As Piotr arrives at Miroslaw’s jail cell for their final meeting, we know that Piotr is dreading the meeting somewhat. Even though he is staunchly opposed to the death penalty, we never had a sense from earlier scenes that he had any real understanding of the person he defended. But now Miroslaw is willing to be vulnerable with him.
He starts by asking about his mother. Piotr says that he saw her, but she didn’t say much, she mostly cried. Miroslaw asks if he can see her again and ask if he can be buried in a funeral plot she owns — and had planned to keep for herself — so he can be buried next to his father.
Miroslaw now talks about how Piotr called out to him from the window as he was taken away, and how moving this was to him, making him tear up. Up until then, he had zoned out during the trial, feeling that everyone was against him. Piotr says there were against what he did, not him, but Miroslaw says it’s the same thing.
A guard interrupts and asks if they are finished. Miroslaw says not yet.

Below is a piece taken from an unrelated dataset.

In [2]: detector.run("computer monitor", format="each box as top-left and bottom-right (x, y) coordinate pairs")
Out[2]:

As the story continues, we are back to the funeral plot, and Miroslaw provides another detail — that his sister Marysia is buried there as well. He talks about how she was in sixth grade when she died, just 12 years old. Then he recalls the tragic circumstance of her death. Miroslaw and a friend were drinking that day, some wine and vodka, and then they decided to drunk drive a tractor. Miroslaw says his friend was driving the tractor when it accidentally ran over his sister, killing her.
When I was seven years old, my family lived across the road from a farm in semi-rural New Jersey. There were twin brothers who lived on that farm, the Cronces, and one Saturday afternoon, the teenaged boys when out pheasant hunting. One brother, Ted, accidentally shot and killed his twin brother Tommy. I have always despised guns since hearing that news in my youth. I wonder how Ted has gotten along in life, having killed his twin in such a horrible circumstance.
Miroslaw tells Piotr that since he’s been in prison, he’s thought a lot about Marysia and wonders how his life would be different if she’d lived. While he has three brothers, she was his only sister. He was her favorite and she has his. Had he lived, Miroslaw said, he likely never would have left home, none of this would have happened. This is a regular theme in Kieslowski’s work, how random acts end up creating a causal chain of events beyond our control.
The guard interrupts one more time and says the prosecutor wants to know if Piotr is finished. Piotr tells the guard to respond that he will never be finished.
But despite these heroic words, Piotr knows that he is powerless to stop what is coming. The melodramatic apparatus of life must be validated. The villain must be punished, if for no other reason that to preserve the illusion that we all have free will and by submitting to the state and the law, we are allowed to preserve our lives.